Callbacks when autoloading constants

Hi all

I work on some fairly large ruby on rails applications and boot up time in development always starts to become an issue, using a preloader like zeus or spring helps but reducing the first boot time is always useful. One of the big slowdowns for booting these large apps usually turns out to be initializers touching constants which then triggers an autoload. There is a popular pattern used where the class definition and configuration are split up into two, you then end up with a file in config/initializers which will run something like: MyClass.configure, which then triggers MyClass to be defined and slows down the boot process.

It would be nice instead to be able to run the configuration code when the constant gets autoloaded, something like this:

ActiveSupport::Dependencies.on_load(‘MyClass’) do

MyClass.configure do |config|

config here



That way we still have the benefit of splitting up the class definition and the configuration, but we aren’t eagerly loading the class in the initializer, only later when it’s needed.

I’ve written a small patch which implements this behaviour:

As you can see the logic is only a few lines.

Does anyone have any thoughts on if this patch would be useful to others?



I would find this useful. I wanted something like this just recently.


Let me understand the use case.

Autoloading constants in initializers in general is not a good idea because
the initializer only runs when the application boots.
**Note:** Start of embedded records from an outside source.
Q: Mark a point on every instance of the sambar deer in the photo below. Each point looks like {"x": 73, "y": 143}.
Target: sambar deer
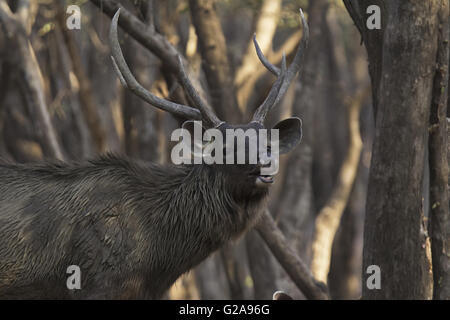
{"x": 132, "y": 227}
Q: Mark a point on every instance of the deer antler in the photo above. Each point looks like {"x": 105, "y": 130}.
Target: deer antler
{"x": 203, "y": 111}
{"x": 280, "y": 87}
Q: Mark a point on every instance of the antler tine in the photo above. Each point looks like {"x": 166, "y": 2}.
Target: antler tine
{"x": 261, "y": 113}
{"x": 263, "y": 59}
{"x": 207, "y": 114}
{"x": 293, "y": 69}
{"x": 127, "y": 78}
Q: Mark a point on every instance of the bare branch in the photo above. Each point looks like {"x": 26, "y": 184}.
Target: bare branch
{"x": 266, "y": 26}
{"x": 31, "y": 78}
{"x": 132, "y": 84}
{"x": 329, "y": 217}
{"x": 217, "y": 68}
{"x": 439, "y": 168}
{"x": 293, "y": 265}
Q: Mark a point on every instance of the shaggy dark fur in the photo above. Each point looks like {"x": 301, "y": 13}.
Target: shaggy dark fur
{"x": 132, "y": 227}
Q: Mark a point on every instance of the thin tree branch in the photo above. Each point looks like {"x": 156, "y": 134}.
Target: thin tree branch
{"x": 291, "y": 262}
{"x": 87, "y": 99}
{"x": 217, "y": 68}
{"x": 31, "y": 77}
{"x": 329, "y": 217}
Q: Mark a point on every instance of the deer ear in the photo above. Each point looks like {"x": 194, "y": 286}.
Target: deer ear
{"x": 289, "y": 133}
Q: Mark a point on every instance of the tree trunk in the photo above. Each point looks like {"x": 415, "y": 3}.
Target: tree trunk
{"x": 395, "y": 234}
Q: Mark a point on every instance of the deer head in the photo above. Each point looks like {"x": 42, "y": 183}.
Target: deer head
{"x": 289, "y": 130}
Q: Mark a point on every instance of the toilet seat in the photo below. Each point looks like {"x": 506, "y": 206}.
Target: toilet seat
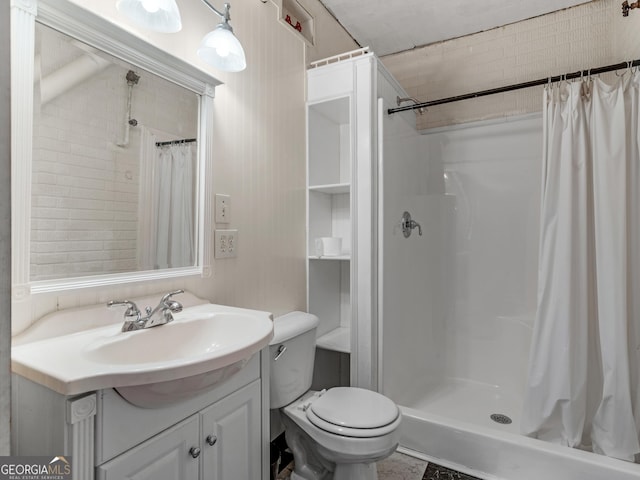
{"x": 353, "y": 412}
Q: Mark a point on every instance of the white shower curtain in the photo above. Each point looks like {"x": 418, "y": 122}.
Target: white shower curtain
{"x": 583, "y": 373}
{"x": 173, "y": 190}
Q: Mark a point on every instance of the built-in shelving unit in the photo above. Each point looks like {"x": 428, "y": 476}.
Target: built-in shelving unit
{"x": 296, "y": 18}
{"x": 329, "y": 202}
{"x": 340, "y": 199}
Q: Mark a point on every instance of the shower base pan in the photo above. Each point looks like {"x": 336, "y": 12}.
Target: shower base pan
{"x": 451, "y": 425}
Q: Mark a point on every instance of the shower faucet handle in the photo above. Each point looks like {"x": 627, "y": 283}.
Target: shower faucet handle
{"x": 408, "y": 225}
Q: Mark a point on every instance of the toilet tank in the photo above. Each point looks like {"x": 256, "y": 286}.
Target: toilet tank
{"x": 292, "y": 352}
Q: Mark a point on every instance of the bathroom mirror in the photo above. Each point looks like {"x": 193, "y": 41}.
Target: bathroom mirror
{"x": 110, "y": 177}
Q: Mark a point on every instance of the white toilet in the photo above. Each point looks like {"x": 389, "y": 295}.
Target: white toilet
{"x": 334, "y": 434}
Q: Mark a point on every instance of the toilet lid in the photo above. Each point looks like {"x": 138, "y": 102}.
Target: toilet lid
{"x": 353, "y": 408}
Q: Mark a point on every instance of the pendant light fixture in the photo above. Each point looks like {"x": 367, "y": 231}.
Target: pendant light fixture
{"x": 220, "y": 48}
{"x": 159, "y": 15}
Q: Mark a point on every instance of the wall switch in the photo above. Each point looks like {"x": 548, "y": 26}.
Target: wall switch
{"x": 223, "y": 208}
{"x": 226, "y": 243}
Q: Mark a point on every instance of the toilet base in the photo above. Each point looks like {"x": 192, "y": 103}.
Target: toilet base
{"x": 349, "y": 471}
{"x": 355, "y": 471}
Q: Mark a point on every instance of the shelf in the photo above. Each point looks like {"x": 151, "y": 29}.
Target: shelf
{"x": 338, "y": 340}
{"x": 345, "y": 257}
{"x": 298, "y": 19}
{"x": 333, "y": 189}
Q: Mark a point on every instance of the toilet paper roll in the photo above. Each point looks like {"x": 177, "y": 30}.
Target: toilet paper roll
{"x": 328, "y": 246}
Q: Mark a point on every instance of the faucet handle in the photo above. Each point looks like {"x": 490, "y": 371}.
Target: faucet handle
{"x": 170, "y": 294}
{"x": 172, "y": 305}
{"x": 131, "y": 311}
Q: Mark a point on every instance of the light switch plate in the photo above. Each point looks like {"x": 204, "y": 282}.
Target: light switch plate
{"x": 226, "y": 243}
{"x": 223, "y": 208}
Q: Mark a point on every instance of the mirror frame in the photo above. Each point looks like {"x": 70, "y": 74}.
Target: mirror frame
{"x": 87, "y": 27}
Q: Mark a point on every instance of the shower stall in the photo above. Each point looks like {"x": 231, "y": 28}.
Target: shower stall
{"x": 456, "y": 305}
{"x": 434, "y": 301}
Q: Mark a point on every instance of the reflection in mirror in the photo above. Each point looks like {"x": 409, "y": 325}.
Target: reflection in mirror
{"x": 114, "y": 165}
If MyClass.configure stores anything in the class object autoloaded at boot
time, in development mode[*] when code changes all autoloaded constants are
wiped. In particular next time you hit MyClass the constant is going to
store a different class object that has no relationship with the other one.

Why is the application autoloading in initializers?


[*] Technically depends on the configuration.

Xavier, yes, you’re right, usually config.to_prepare would be wrapped around the MyClass.configure to ensure it is run again when the constant is removed and autoloading brings in a new one.

Here’s an actual example from an application i’m working on now. We have a class which handles outages, think feature flips but for services going down. There’s a model which records the list of outages OutageSet. in an initializer we have a list of outages which are setup, so like this:


OutageSet.configure do |config|

config.outage :search, { some: ‘options’ }


Many gems follow this same pattern, but the we don’t run into the same issues as the constants are usually eagerly loaded. It only become a problem when the constants in our initialiazer are using autoloading. I think autoloading is GOOD here, as it reduces application boot time, but it would be nice to be able to ensure the configuration runs as soon as the constant is available rather than negating the benefits we get from autoloading.

Also, yes, the code could be re-written so that internally OutageSet knows about how to load its configuration, but I think the seperation of class and configuration is a very good pattern, which many gems already employ, it just needs a small addition to get it working well with autoloading.

I’ve been thinking about this and I am not totally convinced by the configuration use case. Let me explain.

A callback would technically allow that kind of class configuration idiom, but let’s for a moment imagine the initializer (writing on an iPad):


ActiveSupport::Dependencies.on_autoload(‘Invoice’) do

Invoice.configure do

self.generator = MagicPDF



Looks too convoluted to me for the trivial task that configuring a class should be. Also it looks kinda unbalanced to me, there’s that framework level instruction that to me looks out of place intuitively.

Think about the maintainer, what on earth is this code? The code comment to explain that idiom would be longer than the code itself. Smellish.

Also, the maintainer would wonder, therefore this class is only configured if autoloaded? What if eager loaded? More stuff to explain.

In Rails you typically configure stuff in two ways: config files, or class level. That is, it is not idiomatic in Rails to split User like


User.configure do

has_many :posts


Rather, you just do it at the class level

class User < ActiveRecord::Base

has_many :posts


which happens to play well with autoloading.

Gems do not have to deal with autoloading, they can choose other patterns, but in Rails we have this constraint, and have to choose idioms that look good and work well.

I encounter loading problems when developing a gem, which adds cache_at method to active_model.

In the following example, the cache_at method needs to add after_commit callback to Profile, but Profile may has not been loaded yet.

class User < ActiveRecord::Base
has_one : profile
cache_at :profile

It will be useful if there is a way to know when the constant gets autoloaded.